Wednesday, January 25, 2017

Agitated Stillness

What would life be without a thought in your head? Empty-headed. Devoid of thought. Still.

I'm not sure if that sounds all that good. I read an article about finding your stillness. The theme of the article is when things start spinning in our heads we should pause, sit back, settle into what is happening and work with what we are thinking. The article said to concentrate on what was causing the thoughts, access how they are making us feel, calmly let them sit inside us. It suggested to face what we are thinking at that moment and find some gratitude and compassion and then give yourself permission to go back to your day to day.

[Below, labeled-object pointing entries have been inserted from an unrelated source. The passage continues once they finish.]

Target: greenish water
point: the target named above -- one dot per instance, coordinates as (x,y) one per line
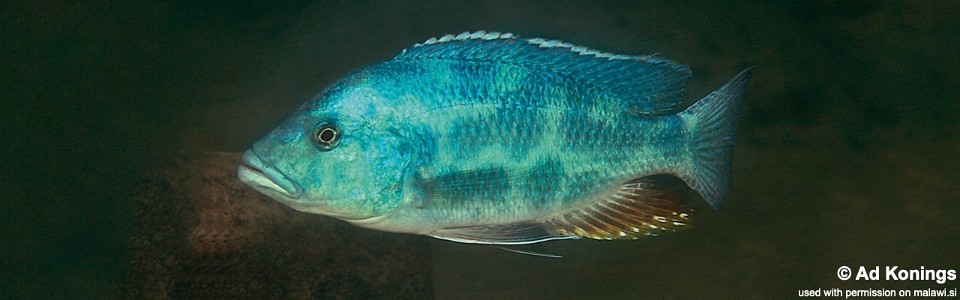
(846,156)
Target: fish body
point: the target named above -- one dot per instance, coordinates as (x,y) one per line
(495,139)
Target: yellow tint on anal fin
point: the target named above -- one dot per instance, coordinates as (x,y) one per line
(647,206)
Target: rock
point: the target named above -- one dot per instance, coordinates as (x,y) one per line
(201,233)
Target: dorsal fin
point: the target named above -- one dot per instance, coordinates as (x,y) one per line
(653,85)
(646,206)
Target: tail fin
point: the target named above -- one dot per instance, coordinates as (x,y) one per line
(712,126)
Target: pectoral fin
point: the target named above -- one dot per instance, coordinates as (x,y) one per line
(646,206)
(508,234)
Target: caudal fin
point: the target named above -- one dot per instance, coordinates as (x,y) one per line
(712,126)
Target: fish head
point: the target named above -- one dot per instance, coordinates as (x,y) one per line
(340,155)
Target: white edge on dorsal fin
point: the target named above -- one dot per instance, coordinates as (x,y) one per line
(540,42)
(466,35)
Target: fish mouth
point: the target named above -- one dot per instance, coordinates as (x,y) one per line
(267,179)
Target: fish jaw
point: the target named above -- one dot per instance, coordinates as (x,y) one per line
(264,178)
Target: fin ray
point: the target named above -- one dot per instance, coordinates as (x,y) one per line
(712,121)
(641,207)
(508,234)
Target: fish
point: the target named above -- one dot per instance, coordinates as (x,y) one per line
(491,138)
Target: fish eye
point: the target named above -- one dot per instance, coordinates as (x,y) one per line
(326,136)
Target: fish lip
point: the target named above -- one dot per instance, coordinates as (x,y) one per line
(266,178)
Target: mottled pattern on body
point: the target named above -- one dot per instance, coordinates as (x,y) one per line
(491,131)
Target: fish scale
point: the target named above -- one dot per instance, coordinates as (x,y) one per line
(491,138)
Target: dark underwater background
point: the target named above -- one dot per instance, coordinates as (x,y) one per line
(847,151)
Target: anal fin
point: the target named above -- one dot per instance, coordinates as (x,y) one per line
(647,206)
(501,234)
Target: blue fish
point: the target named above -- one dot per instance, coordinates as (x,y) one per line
(491,138)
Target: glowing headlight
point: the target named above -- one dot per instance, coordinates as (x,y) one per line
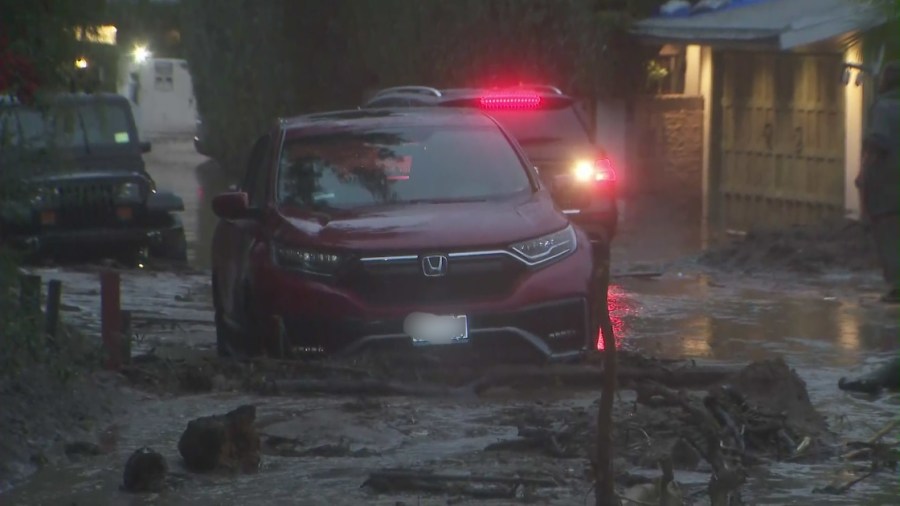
(584,170)
(129,192)
(547,248)
(315,262)
(590,170)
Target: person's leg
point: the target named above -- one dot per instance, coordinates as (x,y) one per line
(886,232)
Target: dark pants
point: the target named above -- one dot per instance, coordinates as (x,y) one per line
(886,235)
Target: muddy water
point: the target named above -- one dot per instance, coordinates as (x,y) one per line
(821,335)
(827,329)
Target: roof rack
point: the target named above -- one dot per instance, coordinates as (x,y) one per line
(545,87)
(410,89)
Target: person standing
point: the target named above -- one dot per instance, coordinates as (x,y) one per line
(879,178)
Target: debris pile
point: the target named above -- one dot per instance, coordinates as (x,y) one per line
(841,245)
(222,442)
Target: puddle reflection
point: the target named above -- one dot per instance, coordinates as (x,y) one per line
(677,320)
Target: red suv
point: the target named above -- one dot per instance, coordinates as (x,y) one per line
(555,136)
(403,227)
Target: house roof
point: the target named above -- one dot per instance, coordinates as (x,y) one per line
(778,24)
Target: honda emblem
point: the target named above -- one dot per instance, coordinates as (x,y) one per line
(434,266)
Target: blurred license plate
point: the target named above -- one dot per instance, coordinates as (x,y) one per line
(428,329)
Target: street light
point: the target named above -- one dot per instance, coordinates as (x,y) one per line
(141,54)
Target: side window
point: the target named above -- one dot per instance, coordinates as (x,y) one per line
(257,175)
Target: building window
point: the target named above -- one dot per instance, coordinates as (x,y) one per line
(665,72)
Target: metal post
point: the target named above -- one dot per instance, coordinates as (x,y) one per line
(54,299)
(126,337)
(111,318)
(30,294)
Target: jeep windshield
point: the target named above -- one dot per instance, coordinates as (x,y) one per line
(393,166)
(79,127)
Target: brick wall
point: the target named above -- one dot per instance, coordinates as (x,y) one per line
(666,146)
(665,152)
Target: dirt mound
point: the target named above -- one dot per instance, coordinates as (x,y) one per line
(841,245)
(771,383)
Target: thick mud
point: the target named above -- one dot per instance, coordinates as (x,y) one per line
(321,449)
(841,245)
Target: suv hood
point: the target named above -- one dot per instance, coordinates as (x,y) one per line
(424,226)
(558,151)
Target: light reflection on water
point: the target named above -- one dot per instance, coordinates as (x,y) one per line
(822,338)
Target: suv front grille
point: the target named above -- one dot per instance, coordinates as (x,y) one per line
(82,205)
(468,279)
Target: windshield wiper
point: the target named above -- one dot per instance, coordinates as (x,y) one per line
(442,200)
(539,140)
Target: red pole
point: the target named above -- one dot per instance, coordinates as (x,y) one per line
(110,318)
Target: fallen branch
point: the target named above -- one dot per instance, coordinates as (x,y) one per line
(588,376)
(872,440)
(366,387)
(499,487)
(844,487)
(535,439)
(726,480)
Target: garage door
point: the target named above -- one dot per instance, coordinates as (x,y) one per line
(781,132)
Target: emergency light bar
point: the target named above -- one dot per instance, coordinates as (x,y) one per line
(510,101)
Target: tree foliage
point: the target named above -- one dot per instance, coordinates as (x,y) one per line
(38,42)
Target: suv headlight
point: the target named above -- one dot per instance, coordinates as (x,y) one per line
(128,192)
(306,260)
(546,248)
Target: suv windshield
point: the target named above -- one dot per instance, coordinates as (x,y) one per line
(543,126)
(65,126)
(399,165)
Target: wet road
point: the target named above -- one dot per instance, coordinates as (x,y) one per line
(824,328)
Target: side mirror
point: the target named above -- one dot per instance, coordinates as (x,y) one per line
(231,205)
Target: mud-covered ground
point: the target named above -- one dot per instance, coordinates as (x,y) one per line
(842,245)
(321,448)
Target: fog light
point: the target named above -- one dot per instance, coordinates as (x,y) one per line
(563,334)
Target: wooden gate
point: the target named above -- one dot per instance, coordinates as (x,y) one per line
(781,138)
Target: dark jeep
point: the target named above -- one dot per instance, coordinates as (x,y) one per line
(72,180)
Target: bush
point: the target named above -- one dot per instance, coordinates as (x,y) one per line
(24,344)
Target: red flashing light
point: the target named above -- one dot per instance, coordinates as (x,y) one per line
(604,171)
(511,101)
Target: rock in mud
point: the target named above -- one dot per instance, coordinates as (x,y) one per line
(145,471)
(78,449)
(885,377)
(222,442)
(773,385)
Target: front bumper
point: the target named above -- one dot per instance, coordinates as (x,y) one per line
(543,314)
(554,331)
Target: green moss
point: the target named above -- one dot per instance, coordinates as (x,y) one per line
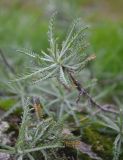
(101,144)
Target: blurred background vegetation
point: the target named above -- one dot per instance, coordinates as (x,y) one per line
(24,24)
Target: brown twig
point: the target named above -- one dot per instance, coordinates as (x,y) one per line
(83,92)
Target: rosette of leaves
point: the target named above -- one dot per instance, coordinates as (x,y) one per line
(60,59)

Yikes. That is a whole lot of thinking. It sounds pretty counter-intuitive to think so much if what you are trying to do is settle down and clear your head. Why not just pause and stop. Why all the self analysis. Do I need to have a list of things I need to think about when I'm thinking so hard I can't stop thinking? How am I supposed to remember the steps and what am I to think about next when I already have too many things to think about.

I thought this pausing, calming, meditation type thing is supposed to be less imposing. It sounds like a lot of work to me and I don't think I can remember all the things I'm supposed to think about when I do it. That could cause even more anxiety over all the things I'm already thinking.

If I want to clear my head I think I will just take a break. I will distract myself with something else, take on a different chore, go for a run. Don't think so hard. That seems to be an easier mantra to remember when there is too much going on in my head.